Com Portugal a enfrentar uma nova vaga de calor, muitos condutores preocupam-se com o conforto durante a viagem. No entanto, as temperaturas elevadas representam também um desafio para a segurança rodoviária, afetando simultaneamente o comportamento humano, o desempenho dos veículos e as condições de circulação.

Embora a chuva, o gelo ou o nevoeiro sejam frequentemente associados ao aumento do risco de acidente, o calor extremo é um fator menos evidente, mas igualmente relevante. Diversos estudos científicos demonstram que as temperaturas elevadas podem comprometer a capacidade de condução, aumentar os erros humanos e contribuir para a ocorrência de acidentes.

O calor também influencia a forma como conduzimos

Quando a temperatura ambiente aumenta, o organismo trabalha mais para manter a temperatura corporal estável. Este esforço fisiológico provoca maior fadiga, acelera a desidratação e reduz a capacidade de concentração.

Em contexto de condução, estes efeitos podem traduzir-se em:

  • menor atenção à estrada;
  • tempos de reação mais lentos;
  • maior dificuldade em avaliar distâncias e velocidades;
  • aumento da irritabilidade e da agressividade;
  • maior propensão para distrações;
  • fadiga e sonolência mais precoces.

A própria temperatura no interior do veículo desempenha um papel importante. Se o habitáculo atingir temperaturas demasiado elevadas, a capacidade de concentração diminui significativamente, aumentando a probabilidade de erro humano.

A evidência científica é clara

Os efeitos do calor na segurança rodoviária estão documentados há várias décadas e têm sido confirmados por estudos realizados em diferentes países.

Uma investigação que analisou mais de 46 milhões de acidentes rodoviários nos Estados Unidos concluiu que, em dias com temperaturas superiores a 27 ºC, a taxa de mortalidade rodoviária era cerca de 9% superior à registada em dias com temperaturas amenas.

Em Espanha, um estudo realizado na Catalunha verificou que o risco de acidente aumentava durante as vagas de calor, sobretudo nos acidentes associados a erro do condutor.
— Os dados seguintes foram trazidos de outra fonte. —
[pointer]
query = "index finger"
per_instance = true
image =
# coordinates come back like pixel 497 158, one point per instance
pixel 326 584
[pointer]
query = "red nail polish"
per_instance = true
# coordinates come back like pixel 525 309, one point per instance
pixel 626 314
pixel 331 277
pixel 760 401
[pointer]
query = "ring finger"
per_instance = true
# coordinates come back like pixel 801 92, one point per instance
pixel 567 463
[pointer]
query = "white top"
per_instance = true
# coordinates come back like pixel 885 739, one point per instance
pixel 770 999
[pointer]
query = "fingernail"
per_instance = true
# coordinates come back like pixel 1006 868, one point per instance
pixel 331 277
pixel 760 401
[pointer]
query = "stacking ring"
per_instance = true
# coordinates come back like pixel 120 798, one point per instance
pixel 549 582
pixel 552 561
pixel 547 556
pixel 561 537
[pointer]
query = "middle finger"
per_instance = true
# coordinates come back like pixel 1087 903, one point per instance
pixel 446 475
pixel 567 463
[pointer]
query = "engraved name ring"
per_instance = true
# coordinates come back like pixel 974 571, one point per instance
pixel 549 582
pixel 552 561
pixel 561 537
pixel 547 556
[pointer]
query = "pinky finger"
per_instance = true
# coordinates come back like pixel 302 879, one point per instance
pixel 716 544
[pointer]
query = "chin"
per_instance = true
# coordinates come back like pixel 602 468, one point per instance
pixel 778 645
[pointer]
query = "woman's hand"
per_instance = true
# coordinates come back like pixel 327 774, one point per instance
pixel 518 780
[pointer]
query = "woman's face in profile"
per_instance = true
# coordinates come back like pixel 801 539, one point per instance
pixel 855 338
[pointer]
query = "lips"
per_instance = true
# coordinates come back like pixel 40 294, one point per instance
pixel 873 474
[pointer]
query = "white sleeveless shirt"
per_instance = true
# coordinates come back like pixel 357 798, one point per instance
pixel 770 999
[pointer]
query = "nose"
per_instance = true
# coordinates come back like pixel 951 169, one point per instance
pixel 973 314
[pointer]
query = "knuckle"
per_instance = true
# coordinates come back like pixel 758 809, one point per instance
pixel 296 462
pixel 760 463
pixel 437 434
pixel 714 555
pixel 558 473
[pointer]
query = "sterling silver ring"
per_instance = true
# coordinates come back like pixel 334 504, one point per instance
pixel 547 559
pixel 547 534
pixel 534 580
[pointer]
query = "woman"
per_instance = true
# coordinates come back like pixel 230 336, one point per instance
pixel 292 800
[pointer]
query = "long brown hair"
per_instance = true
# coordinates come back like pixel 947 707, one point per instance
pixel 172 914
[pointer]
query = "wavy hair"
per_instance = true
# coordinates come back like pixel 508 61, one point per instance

Os investigadores concluíram ainda que por cada aumento de 1 ºC na temperatura máxima diária, o risco de acidente causado por erro humano aumentava cerca de 1,1%.

Estudos desenvolvidos na Coreia do Sul e em Itália chegaram igualmente a conclusões semelhantes, demonstrando uma associação consistente entre temperaturas elevadas e aumento da sinistralidade.

Embora parte deste aumento possa ser explicado pelo maior número de pessoas a caminhar, andar de bicicleta ou utilizar motociclos durante os dias quentes, a degradação do desempenho dos próprios condutores constitui um fator determinante.

O risco não depende apenas da sua condução

Mesmo que viaje confortavelmente com o ar condicionado ligado, continua a existir um risco acrescido.

Durante uma vaga de calor, todos os utentes da estrada podem ser afetados pelas temperaturas elevadas.

Um peão pode atravessar a via de forma menos atenta. Um ciclista pode apresentar sinais de fadiga ou desidratação. Um motociclista pode perder capacidade de concentração após uma longa exposição ao calor. Outro condutor pode reagir mais tarde ou tomar decisões mais impulsivas.

Por isso, nestas condições, torna-se ainda mais importante:

  • aumentar a distância de segurança;
  • moderar a velocidade;
  • antecipar os comportamentos dos restantes utentes da estrada;
  • evitar assumir que os outros o viram ou vão reagir a tempo.

O calor também põe o veículo à prova

As temperaturas elevadas não afetam apenas quem conduz. Também exigem mais dos componentes do veículo.

Antes de iniciar uma viagem, sobretudo se for longa, confirme o estado de:

Pneus: O aumento da temperatura faz subir a pressão no interior dos pneus e acelera o seu desgaste. Pneus com pressão incorreta ou excessivamente gastos apresentam maior risco de rebentamento.

Sistema de refrigeração: Verifique o nível do líquido de refrigeração e confirme que não existem fugas. Um motor sobreaquecido pode provocar avarias graves e deixar o veículo imobilizado.

Bateria: O calor acelera a degradação das baterias, sobretudo quando estas já apresentam algum desgaste.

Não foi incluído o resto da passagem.